We redefined the task as a sequence labelling task at short sentence granularity, and proposed a novel tag system correspondingly. The dataset were derived from a third-level grade-A hospital, consisting of 2000 annotated clinical notes according to our proposed tag system. The proposed end-to-end deep neural network framework consists of a feature extractor and a sequence labeller, and we explored different implementations respectively. We additionally proposed a smoothed Viterbi decoder as sequence labeller without additional parameter training, which can be a good alternative to conditional random field (CRF) when computing resources are limited.
Our sequence labelling models were compared to four baselines which treat the task as text classification of short sentences. Experimental results showed that our approach significantly outperforms the baselines. The best result was obtained by using the convolutional neural networks (CNNs) feature extractor and the sequential CRF sequence labeller, achieving an accuracy of 92.6%. Our proposed smoothed Viterbi decoder achieved a comparable accuracy of 90.07% with reduced training parameters, and brought more balanced performance across all categories, which means better generalization ability.
Evaluated on our annotated dataset, the comparison results demonstrated the effectiveness of our approach for medical event detection in Chinese clinical notes of EHRs. The best feature extractor is the CNNs feature extractor, and the best sequence labeller is the sequential CRF decoder. And it was empirically verified that our proposed smoothed Viterbi decoder could bring better generalization ability while achieving comparable performance to the sequential CRF decoder.
电子健康记录(EHR)中的叙事临床记录中的医学事件检测是一项旨在阅读文本和提取信息的任务。之前大多数医学事件检测的工作都将该任务视为在单词粒度上提取概念,从而忽略了临床记录的整体结构信息。在这项工作中,我们将每个临床记录视为短句子序列,并提出了一个端到端的深度神经网络框架。

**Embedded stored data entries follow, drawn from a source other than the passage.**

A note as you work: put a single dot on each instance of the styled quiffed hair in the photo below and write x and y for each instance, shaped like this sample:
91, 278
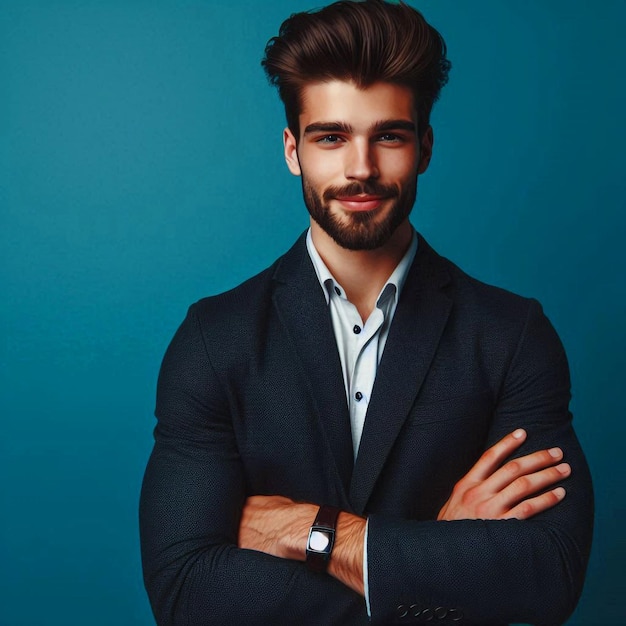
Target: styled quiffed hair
364, 42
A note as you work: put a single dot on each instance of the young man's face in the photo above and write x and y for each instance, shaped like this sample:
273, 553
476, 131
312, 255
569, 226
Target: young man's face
359, 157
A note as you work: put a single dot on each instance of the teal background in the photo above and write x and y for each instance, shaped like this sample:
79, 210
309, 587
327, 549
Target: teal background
141, 169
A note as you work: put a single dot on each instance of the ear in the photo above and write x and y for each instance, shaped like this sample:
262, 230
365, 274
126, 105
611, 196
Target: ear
291, 152
426, 150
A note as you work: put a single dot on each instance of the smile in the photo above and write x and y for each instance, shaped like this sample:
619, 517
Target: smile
361, 202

我们重新定义了该任务为短句子粒度的序列标记任务,并相应地提出了一个新的标记系统。该数据集源自一家三级甲等医院,根据我们提出的标记系统包含 2000 个已注释的临床记录。所提出的端到端深度神经网络框架由特征提取器和序列标记器组成,我们分别探索了不同的实现方式。我们还提出了一个平滑的维特比解码器作为序列标记器,无需额外的参数训练,在计算资源有限的情况下,它可以作为条件随机场(CRF)的一个很好的替代方案。
我们的序列标记模型与将任务视为短句子文本分类的四个基线进行了比较。实验结果表明,我们的方法显著优于基线。使用卷积神经网络(CNNs)特征提取器和序列 CRF 序列标记器获得了最佳结果,准确率为 92.6%。我们提出的平滑维特比解码器具有可比较的准确率 90.07%,同时减少了训练参数,并在所有类别中带来了更均衡的性能,这意味着更好的泛化能力。
在我们的标注数据集上进行评估,比较结果表明了我们的方法在 EHR 中文临床记录中的医学事件检测中的有效性。最佳的特征提取器是 CNNs 特征提取器,最佳的序列标记器是序列 CRF 解码器。并且经验验证了我们提出的平滑维特比解码器在实现可与序列 CRF 解码器相媲美的性能的同时,能够带来更好的泛化能力。